Some Winners, Many Losers
Good Times?
Are these good times or bad times? Depends on whom you ask. Wages are up 23% since just before COVID. Yet, this hasn’t kept pace with inflation in rent, gas, and food prices. Meanwhile, the stock market and home values are up over 60%. Hence, there are two different economies coexisting. Homeowners and investors want to party like it's 1999. Everyone else feels like it's shakedown 1979.
Quantum Economics
Governments want – and need – higher asset prices. Rising stock markets and real estate prices help keep the economy growing, employment full, and tax collections high. The risk is that the easy monetary and fiscal policies employed to support asset prices can ultimately lead to consumer price inflation, thus hurting those without assets. It is a tough balance that policymakers aspire to sustain. We believe they will lose balance from time to time. When that happens, we believe they will choose to do what they have done in the past: step in and reinflate asset prices. We need to get used to Quantum Economics, where our economy can be in two places at the same time.
Approximately 45% of the consumption in our economy is driven by the wealthiest 20% (those who own assets like homes and stocks).* If you’re “wealthy” (meaning you own your home and stocks), you’re way ahead. If you had a $1M stock portfolio just before COVID, it is now worth ~$1.7M. If your home was worth $500K before COVID, it’s now worth ~$750K. Combined, you’d be over a million dollars richer than just four years ago. Do you think that would make you more inclined to take a vacation? Or buy a new car? Maybe a new home? If you’re the average consumer, you’re not getting ahead. If you’re less than average (meaning in the bottom 50% of wage gains), you’re losing ground. For those without assets, there is no wealth effect tailwind, just higher costs.
Wealth effects matter. The Fed and the Treasury are well aware of this - especially of the fact that it works both ways. Any large and sustained drop in asset price will hurt consumption and thus the economy. Another worry is that lower asset prices can hurt tax collections (due to lower capital gains taxes). California felt this acutely when state income tax collections fell 25% following 2022, when stock markets fell and venture capital IPO’s dried up.

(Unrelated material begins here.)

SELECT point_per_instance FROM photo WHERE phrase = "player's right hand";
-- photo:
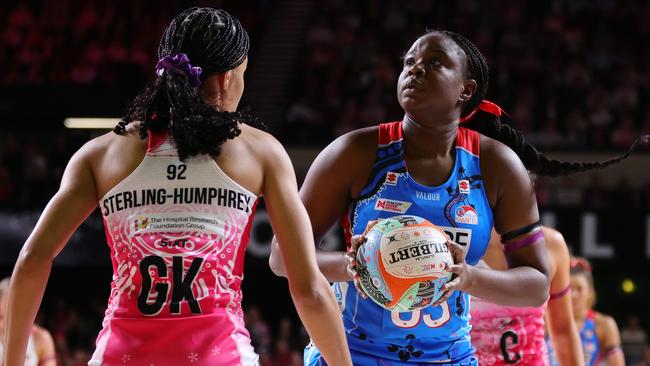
(351, 256)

A fitting analogy is quantum mechanics, the theory that a subatomic particle can occupy two locations at once. We believe today’s economy is in two very different places at the same time.
Inflection Point
Fed Chairman Jerome Powell was in Nashville last week for his first public speech since the Fed’s big pivot last month when it cut interest rates by half of one percent. That was the first time in over four years the Fed has cut rates. This marks an inflection point. We believe that global liquidity is poised to expand materially. Powell now believes the economy is robust, and barring any change in the data, the Fed likely cuts interest rates another half of one percent by year end. The yield curve implies further cuts in the year ahead. We believe other central banks across the globe will follow. Indeed, Switzerland, the UK, Canada, Sweden, and New Zealand already have. Even more remarkably, China announced a large stimulus plan two weeks ago encouraging domestic consumption and even stock buybacks (wow).This marks a significant inflection point in global liquidity, from contraction to expansion. It is a positive for markets and asset prices globally. Based on our observations above, we believe this is early stages. Is this good public policy? Will there ultimately be unintended consequences? That’s a discussion for another day.
What to do?
Simple: avoid what governments seek to deflate (cash). Own what they seek to inflate (assets). As long as liquidity continues growing, it is likely good for asset prices (stocks, real estate, commodities, gold, etc.). We’re available to address any questions you may have, as always.
Yours in the Field,
Frank Byrd, CFA Steve Korn, CFA
*According to Ellen Zentner, Morgan Stanley’s Chief economist.